Molti gruppi oscilleranno tra il “ Do as thou wilt “ di Alesteir Crowley e il “ Do what you like “ del Cappellaio Matto. Qualcuno aiutato dalla chimica e pensando di rendere il mondo un paradiso comportandosi come se lo fosse ci lascerà le penne, altri giocheranno per loro fortuna con rituali e rappresentazioni. Graham Bond esorcizzava gatti, i Black Widow chiesero la consulenza del prete wicca Alex Sanders per simulare sul palco il sacrificio di una vergine nuda, spianando la strada alle truculenze inessenziali delle prime metal bands.

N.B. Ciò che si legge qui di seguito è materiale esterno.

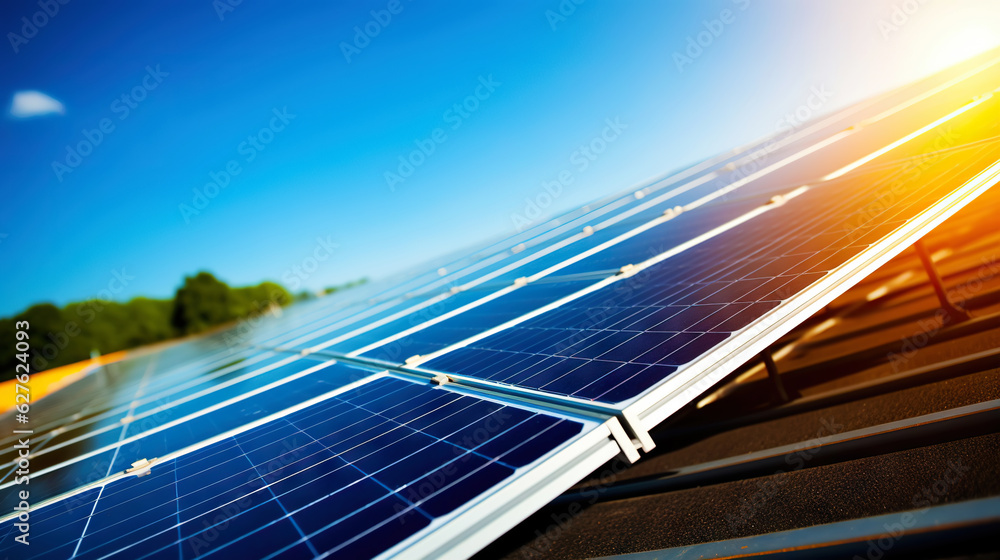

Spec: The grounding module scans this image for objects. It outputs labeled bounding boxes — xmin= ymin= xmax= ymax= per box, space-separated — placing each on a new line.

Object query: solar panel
xmin=0 ymin=374 xmax=619 ymax=558
xmin=0 ymin=50 xmax=1000 ymax=558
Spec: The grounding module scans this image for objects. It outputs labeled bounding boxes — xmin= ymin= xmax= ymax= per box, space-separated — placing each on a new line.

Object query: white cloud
xmin=10 ymin=91 xmax=66 ymax=119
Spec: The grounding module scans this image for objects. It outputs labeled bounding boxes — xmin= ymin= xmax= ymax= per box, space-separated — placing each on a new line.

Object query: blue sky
xmin=0 ymin=0 xmax=1000 ymax=315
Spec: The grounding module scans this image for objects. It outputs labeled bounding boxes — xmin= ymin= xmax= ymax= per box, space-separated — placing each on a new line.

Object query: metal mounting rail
xmin=264 ymin=346 xmax=656 ymax=463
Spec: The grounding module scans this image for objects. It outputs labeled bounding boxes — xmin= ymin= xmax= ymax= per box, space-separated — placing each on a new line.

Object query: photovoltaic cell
xmin=0 ymin=50 xmax=1000 ymax=558
xmin=422 ymin=108 xmax=1000 ymax=403
xmin=0 ymin=378 xmax=585 ymax=558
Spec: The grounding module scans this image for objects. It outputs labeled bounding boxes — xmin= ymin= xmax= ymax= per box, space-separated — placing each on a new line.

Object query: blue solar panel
xmin=422 ymin=123 xmax=1000 ymax=403
xmin=0 ymin=378 xmax=592 ymax=558
xmin=0 ymin=51 xmax=1000 ymax=558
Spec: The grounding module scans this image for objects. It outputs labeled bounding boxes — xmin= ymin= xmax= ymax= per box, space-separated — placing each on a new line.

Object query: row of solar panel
xmin=0 ymin=51 xmax=997 ymax=556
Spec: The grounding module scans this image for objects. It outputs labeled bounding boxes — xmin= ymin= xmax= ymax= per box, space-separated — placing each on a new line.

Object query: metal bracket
xmin=125 ymin=457 xmax=158 ymax=478
xmin=607 ymin=418 xmax=639 ymax=463
xmin=621 ymin=411 xmax=656 ymax=453
xmin=913 ymin=240 xmax=972 ymax=323
xmin=760 ymin=348 xmax=791 ymax=403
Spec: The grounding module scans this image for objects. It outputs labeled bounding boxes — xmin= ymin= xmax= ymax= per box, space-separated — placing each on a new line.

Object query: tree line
xmin=0 ymin=272 xmax=298 ymax=379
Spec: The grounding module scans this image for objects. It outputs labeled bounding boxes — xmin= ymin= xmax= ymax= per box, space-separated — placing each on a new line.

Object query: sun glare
xmin=922 ymin=24 xmax=1000 ymax=74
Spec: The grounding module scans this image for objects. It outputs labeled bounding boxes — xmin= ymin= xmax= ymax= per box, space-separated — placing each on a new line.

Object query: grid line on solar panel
xmin=388 ymin=89 xmax=1000 ymax=364
xmin=0 ymin=356 xmax=322 ymax=480
xmin=412 ymin=122 xmax=998 ymax=412
xmin=3 ymin=361 xmax=385 ymax=507
xmin=334 ymin=91 xmax=1000 ymax=366
xmin=0 ymin=378 xmax=600 ymax=558
xmin=3 ymin=52 xmax=996 ymax=560
xmin=250 ymin=83 xmax=976 ymax=360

Al confronto l’esoterismo cameristico della Third Ear Band era destinato alle sopravvivenze dei culti minori nonostante i suoi comprovati legami con sopravvissuti ordini druidici e i motivati interessi medievalistici (esplicitati nel soundtrack per il polanskyano Macbeth). Le sue fragili sonorità si sarebbero perse nei campi di concentramento psichedelici noti come festival pop, pur se i partecipanti avevano adottato  la V di Churchill come segno di pace favorito (e all’origine di uno dei più durevoli raduni di massa d’oltremanica vi fu proprio una nipote del grande conservatore). Il 1972 fu l’anno di crisi irreversibile (lo stesso in cui chiuse un club storico come il Cousins). Già nei Comus, pur nutriti dalle radici acustiche di I.S.B. e Pentangle, germogliava la reazione al sentire hyppie; le loro accensioni isteriche prefigureranno insieme agli Spirogyra, a Billy Fay e a Roy Harper gli esiti disperati del recente folk apocalittico.

Il ciclo potè dirsi concluso con il riassuntivo e collettivo Electric Muse (dischi e libro) del 1975, dopo di che i vorticisti/futuristi punk spazzeranno via gli usurati folkettari georgiani. Sotto la pesante ristrutturazione thatcheriana a Peter Bellamy non rimarrà che convocare, alla veglia per la morte del revival, un manipolo di duri e puri  (tra gli altri J. Tabor, N. Jones, M. Carthy, N. Waterson) incaricati di evocare altre sconfitte e deportazioni (The Transports ,1977).